CROTTY: For me at least, a couple of times there’s been artists I have found and I say, I want you to make this type of book. I haven’t given them a story, but for Wai Wai [Pang], I told her, I would love to see this type of style, but in like a mystery or police-type story. Because around that time I had read Black Blizzard, the Yoshihiro Tatsumi book, and I really like how a lot of those old books can have very simple mysteries, that’s kind of like the vibe that I wanted.

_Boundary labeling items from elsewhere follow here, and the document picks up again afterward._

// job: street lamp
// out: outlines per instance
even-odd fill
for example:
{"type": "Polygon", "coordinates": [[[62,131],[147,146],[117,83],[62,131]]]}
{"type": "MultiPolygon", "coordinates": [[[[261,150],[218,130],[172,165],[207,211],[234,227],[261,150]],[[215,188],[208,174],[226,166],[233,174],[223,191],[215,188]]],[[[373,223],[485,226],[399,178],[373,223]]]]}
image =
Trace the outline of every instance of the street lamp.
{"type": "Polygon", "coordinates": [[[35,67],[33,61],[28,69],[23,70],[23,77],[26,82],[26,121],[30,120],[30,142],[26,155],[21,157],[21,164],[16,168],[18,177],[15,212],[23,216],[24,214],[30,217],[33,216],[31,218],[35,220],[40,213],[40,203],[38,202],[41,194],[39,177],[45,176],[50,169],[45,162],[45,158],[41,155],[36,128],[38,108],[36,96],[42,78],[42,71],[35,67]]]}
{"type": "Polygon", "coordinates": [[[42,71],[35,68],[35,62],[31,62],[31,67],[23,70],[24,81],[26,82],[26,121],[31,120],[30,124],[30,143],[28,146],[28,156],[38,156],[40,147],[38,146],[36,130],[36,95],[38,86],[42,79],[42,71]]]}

And she came up with something [Ed: Ripples, as reviewed by our fearless leader Andy Oliver, pictured above right and below], and it worked out really, really nice. Actually there is one person I’m working with now, also, again I love the cop-and-robber-type-stories! But this person is also doing, well, I gave them a few different ideas of what to do…No no, they came with a few ideas, here’s three or four different ideas — and one of them, I had told them, tell me your ideas, but give me at least one police story. And I really liked the police story, so it’s another police story.
BF: [Laughs]
CROTTY: I feel like without motivation, people don’t want to do a police story any more! But it was always in the old manga stuff, there is, you know, that is like a simple thing, and everybody gets it, and I think that was the thing. I want to have this story be a thing most people can relate to. There’s a reason why they’re really popular in other things, in TV and other books, but I think comic people are so intent on being weird and extreme that they are like, “Oh, I can’t have something as simple as a mystery!” So yeah, the editing, what Olle said a lot of it is just making sure books look nice, but then again we’ll have to have the story stuff. One of the main things that got us into this is that we had a couple of books where we just felt the ending was, you get to the end and it was like, “Is that it? Does it just end like this?” And that is something we wanted to avoid, because you know that feeling where you buy zines at festivals, or books, and the worst thing is when you spend your money and you read a book and it ends and it’s like, this is not an ending.
BF: To bring it all back to ELCAF here at the end, what books are you going to be bringing with you, Olle?
FORSSLÖF: We were supposed to have two new books this spring, that were supposed to be debuting at TCAF. And they both did actually, but one of them turned out to be misprinted, so the pages in the middle were in the wrong order. So we’re not selling that any more, and it’s being reprinted! So we have like one new book, which is Angels of Darkness, by Al Gofa. For ELCAF, since last year we have five or six titles that we didn’t have last year. So quite a few new books!
CROTTY: That’s our last festival for the summer, too. We have a few books coming out, actually, this summer, which are not going to be at any festival. The one I was talking about, the cop-and-robber book, it’s like a detective, and a robber, and a lot of food, that’s called Mani, by Diigii Daguna, that is coming out in like a month. And then we’re reprinting Junky, the big artbook we did with Guillaume Singelin. So those will be stocked up for the Fall festivals.